Janet Yellen testifies to senate committee
Federal Reserve Chairwoman Janet Yellen. The Fed opted to keep interest rates unchanged at its latest meeting Getty

The dollar endured a very volatile session on Thursday (4 May), after the Federal Reserve opted to keep interest rates unchanged the previous day, as widely expected by economists.

The greenback rose 0.20% against the yen to ¥112.98 and gained 0.14% against its Australian counterparts to AUD$1.3482 but slid 0.42% and 0.30% against the euro and the Swiss franc respectively to 0.9144 euro cents and CHF0.9918.

In a statement explaining its decision, the Fed said it viewed "the slowing in growth during the first quarter as likely to be transitory" and continued to expect that "with gradual adjustments in the stance of monetary policy, economic activity will expand at a moderate pace".

The statement prompted speculations the US central bank will raise interest rates next month, but some analysts suggested that is far from a foregone conclusion, even though the markets have already priced it in.

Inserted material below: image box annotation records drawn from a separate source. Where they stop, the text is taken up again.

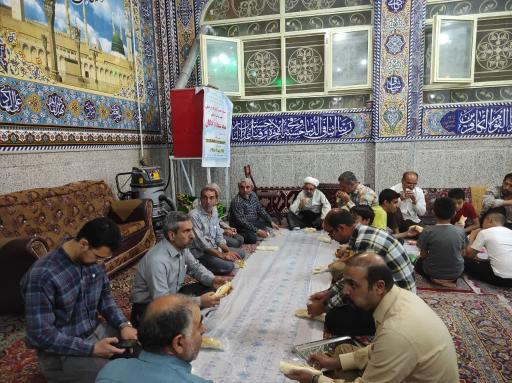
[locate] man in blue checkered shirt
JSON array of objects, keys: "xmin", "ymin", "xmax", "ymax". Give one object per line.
[
  {"xmin": 308, "ymin": 209, "xmax": 416, "ymax": 335},
  {"xmin": 21, "ymin": 218, "xmax": 137, "ymax": 383}
]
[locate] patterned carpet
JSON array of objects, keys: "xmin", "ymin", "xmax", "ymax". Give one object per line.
[
  {"xmin": 415, "ymin": 273, "xmax": 476, "ymax": 293},
  {"xmin": 0, "ymin": 246, "xmax": 512, "ymax": 383},
  {"xmin": 419, "ymin": 291, "xmax": 512, "ymax": 383}
]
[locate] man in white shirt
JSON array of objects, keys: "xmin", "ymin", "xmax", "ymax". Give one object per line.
[
  {"xmin": 390, "ymin": 171, "xmax": 427, "ymax": 232},
  {"xmin": 482, "ymin": 173, "xmax": 512, "ymax": 229},
  {"xmin": 286, "ymin": 253, "xmax": 459, "ymax": 383},
  {"xmin": 287, "ymin": 177, "xmax": 331, "ymax": 230},
  {"xmin": 464, "ymin": 210, "xmax": 512, "ymax": 287}
]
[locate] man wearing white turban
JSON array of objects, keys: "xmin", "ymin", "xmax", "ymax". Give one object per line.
[{"xmin": 287, "ymin": 177, "xmax": 331, "ymax": 230}]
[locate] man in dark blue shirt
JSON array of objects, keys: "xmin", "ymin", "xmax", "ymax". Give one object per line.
[
  {"xmin": 96, "ymin": 294, "xmax": 211, "ymax": 383},
  {"xmin": 21, "ymin": 218, "xmax": 137, "ymax": 382},
  {"xmin": 229, "ymin": 178, "xmax": 279, "ymax": 244}
]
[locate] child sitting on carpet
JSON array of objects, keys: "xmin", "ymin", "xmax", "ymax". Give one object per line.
[
  {"xmin": 448, "ymin": 189, "xmax": 480, "ymax": 234},
  {"xmin": 415, "ymin": 197, "xmax": 467, "ymax": 287}
]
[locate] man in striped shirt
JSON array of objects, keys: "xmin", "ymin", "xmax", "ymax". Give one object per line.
[
  {"xmin": 21, "ymin": 218, "xmax": 137, "ymax": 383},
  {"xmin": 308, "ymin": 209, "xmax": 416, "ymax": 335}
]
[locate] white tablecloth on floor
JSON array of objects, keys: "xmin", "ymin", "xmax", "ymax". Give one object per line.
[{"xmin": 192, "ymin": 229, "xmax": 337, "ymax": 383}]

"The Fed is in no rush to raise rates too quickly as it's fully aware that rising inflation is less of a threat than tightening too fast, noting that it will stabilise around its 2% target," said Neil Wilson, senior market analyst at ETX Capital.

Michael Hewson, chief market analyst at CMC Markets, added: "The lack of any concern from Fed officials about the recent slowdown was taken by investors as evidence that the Fed was still on course to push rates up in June, however it was never likely that Fed policymakers would have taken the option off the table in any case.

"The relatively neutral stance was to be expected and makes the prospect of a move in June, no more likely than it was before."

The pound was also struggling for direction, despite a report showing Britain's services sector last month expanded at the fastest pace in the year so far.

Sterling was up 0.22% against the dollar, trading at $1.2891 but fell 0.24% against the euro, fetching €1.1787. Markit's Purchasing Managers Index (PMI) for the services sector rose from March's three-month high of 55 to 55.8 last month, compared with expectations for a 54.5 reading.

Any number above 50 indicates growth and April's figure marked the sharpest increase in business activity since December last year and the ninth consecutive month of expansion for the sector.

Sterling rose on the release, however the uptick was relatively muted as the report sounded warning signs over building inflationary pressures, due to the steep drop in the value of the pound since the EU referendum.

"The adverse impact of the fall in the pound was evident in the rise in the prices charged balance to its highest level since July 2008," said Scott Bowman, UK economist at Capital Economics.

"This could be the reason for the fall in the future activity index in April to its lowest level since November."